Concurrency (threaded concurrency in the context of this article) is a very interesting subject in the ruby community. On one hand, you have language implementators and gem writers going through a lot of hurdles to implement it correctly. On the other hand, you have the community at large doing its best effort to ignore the whole thing and still writing single threaded apps. Why?
It is a hard problem
Concurrency is a very hard thing to do. You can get yourself bitten by the slightest mistake and nasty bugs that are impossible to debug are a constant reality. But then, so is every other software problem you approach without conscious thought and good techniques.
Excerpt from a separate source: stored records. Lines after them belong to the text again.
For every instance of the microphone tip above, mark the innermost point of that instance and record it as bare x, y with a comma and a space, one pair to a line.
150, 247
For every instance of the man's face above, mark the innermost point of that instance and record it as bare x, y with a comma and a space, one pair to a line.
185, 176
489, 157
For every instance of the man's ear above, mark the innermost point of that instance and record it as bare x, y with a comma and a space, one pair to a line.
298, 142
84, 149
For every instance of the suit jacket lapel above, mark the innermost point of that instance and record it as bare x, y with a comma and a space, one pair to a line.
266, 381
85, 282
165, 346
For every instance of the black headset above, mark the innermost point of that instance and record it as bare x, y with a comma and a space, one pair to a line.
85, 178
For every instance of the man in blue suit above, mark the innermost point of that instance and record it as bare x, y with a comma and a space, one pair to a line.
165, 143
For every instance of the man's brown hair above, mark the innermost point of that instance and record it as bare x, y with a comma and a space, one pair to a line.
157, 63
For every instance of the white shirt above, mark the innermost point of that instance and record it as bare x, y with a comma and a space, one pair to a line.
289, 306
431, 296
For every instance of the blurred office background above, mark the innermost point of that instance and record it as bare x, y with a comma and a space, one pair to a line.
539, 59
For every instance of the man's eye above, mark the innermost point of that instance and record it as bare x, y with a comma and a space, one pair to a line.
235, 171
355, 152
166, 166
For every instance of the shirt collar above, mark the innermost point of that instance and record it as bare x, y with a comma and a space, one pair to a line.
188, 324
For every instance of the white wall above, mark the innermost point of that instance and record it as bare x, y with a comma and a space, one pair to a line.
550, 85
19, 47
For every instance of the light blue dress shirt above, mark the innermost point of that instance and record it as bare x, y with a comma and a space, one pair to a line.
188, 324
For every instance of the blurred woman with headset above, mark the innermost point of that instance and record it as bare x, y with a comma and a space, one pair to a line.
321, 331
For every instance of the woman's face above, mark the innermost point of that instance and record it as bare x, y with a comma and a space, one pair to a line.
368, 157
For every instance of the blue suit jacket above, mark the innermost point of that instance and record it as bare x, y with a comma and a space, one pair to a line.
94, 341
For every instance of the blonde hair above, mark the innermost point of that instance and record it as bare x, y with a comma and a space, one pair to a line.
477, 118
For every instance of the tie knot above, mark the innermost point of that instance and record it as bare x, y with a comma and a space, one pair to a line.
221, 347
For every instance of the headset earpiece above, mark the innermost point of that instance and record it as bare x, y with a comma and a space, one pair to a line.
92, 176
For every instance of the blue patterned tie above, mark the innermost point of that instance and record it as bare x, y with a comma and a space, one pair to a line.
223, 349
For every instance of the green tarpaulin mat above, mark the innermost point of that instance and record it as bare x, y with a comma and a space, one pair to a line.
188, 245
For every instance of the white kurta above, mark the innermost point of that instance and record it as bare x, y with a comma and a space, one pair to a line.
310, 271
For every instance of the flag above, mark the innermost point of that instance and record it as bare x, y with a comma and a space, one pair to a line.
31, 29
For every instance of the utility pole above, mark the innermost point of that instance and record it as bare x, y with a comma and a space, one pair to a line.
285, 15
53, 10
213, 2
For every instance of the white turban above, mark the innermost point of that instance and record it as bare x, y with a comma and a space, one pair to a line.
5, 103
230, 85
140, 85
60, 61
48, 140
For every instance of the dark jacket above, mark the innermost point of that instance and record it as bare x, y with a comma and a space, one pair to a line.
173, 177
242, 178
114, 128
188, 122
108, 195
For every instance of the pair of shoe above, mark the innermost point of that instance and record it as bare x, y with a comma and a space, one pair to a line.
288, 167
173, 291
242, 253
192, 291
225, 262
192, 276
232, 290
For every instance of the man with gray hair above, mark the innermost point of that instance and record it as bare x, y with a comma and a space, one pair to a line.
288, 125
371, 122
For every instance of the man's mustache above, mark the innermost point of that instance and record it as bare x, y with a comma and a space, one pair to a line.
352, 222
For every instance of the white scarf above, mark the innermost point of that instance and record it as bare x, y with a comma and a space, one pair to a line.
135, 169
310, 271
The multicore overlords did not arrive
Functional programming zealots have been making prophecies about the end of OO programming due to our 'multicore' future for quite some time. They have a very valid point, it is getting ridiculous to ignore concurrency while even our smartphones have multiple cores, but the doomsayers didn't take into account the force of the cloud.
Instead of worrying about how to make the best use of the 10 cores of a server you can just boot 10 AWS instances. Who needs concurrency when you can just throw money at the problem?
The language itself does not care
Ruby 1.8 and 1.9 have the infamous GIL. If you don't know what that is please go read Matt Aimonetti's very good post about it. The GIL was a conscious decision of Matz and the early ruby developers to just ignore concurrency issues while they were building an awesome dynamic language.
They probably had very good reasons for that, and the lock is not as inefficient as people think, but still, it created the ruby culture of simply ignore thread safety and the whole threaded concurrency area.
While other languages are seeing great progress on writing safe and maintainable concurrent code, with things like Go routines and channels and Clojure's use of STM, the average ruby guy still does not know what a Mutex is all about.
You can live without it
Ok, we suck and don't use concurrency very well. But still, Ruby is being used to serve apps to a bazzilion users and generating tons of money, performing well under load. That's undeniable proof that you can ignore threads and live happily ever after.
After all, threaded concurrency is not the only way of scaling, you can spawn or fork processes, do asynchronous computations with background workers, use an evented reactor and lots of other options.
These options work very well, but they have a somewhat hidden cost of leaving ruby with a big memory footprint. You can always add more machines to the problem, but that doesn't change the fact that all of our apps could a have a very big efficient boost if only we cared about concurrency.
The Sidekiq gem is a very good example of that. It is a Resque 'clone', but built with threaded and concurrency issues in mind. The result is a gem that's getting very famous for saving people's money on AWS accounts.
Ignoring a problem does not solve anything
Yes, concurrency is hard. Yes, every single statement I made above is full of caveats. But, even so, concurrent code is not equal to bad code. There are a lot of good models that can help you write awesome concurrent code without tripping in mutexes on every second line of code.
Big companies can solve this problem with money, but can your awesome but still not known startup do the same? Why don't we just use computer science instead? Ignoring threads is not doing our community any favors. The next time you add yet another node to your web farm, stop and think if adding some concurrency would not solve your problem.
So please, go read something about threads, actors, or channels and bring that knowledge back into our community.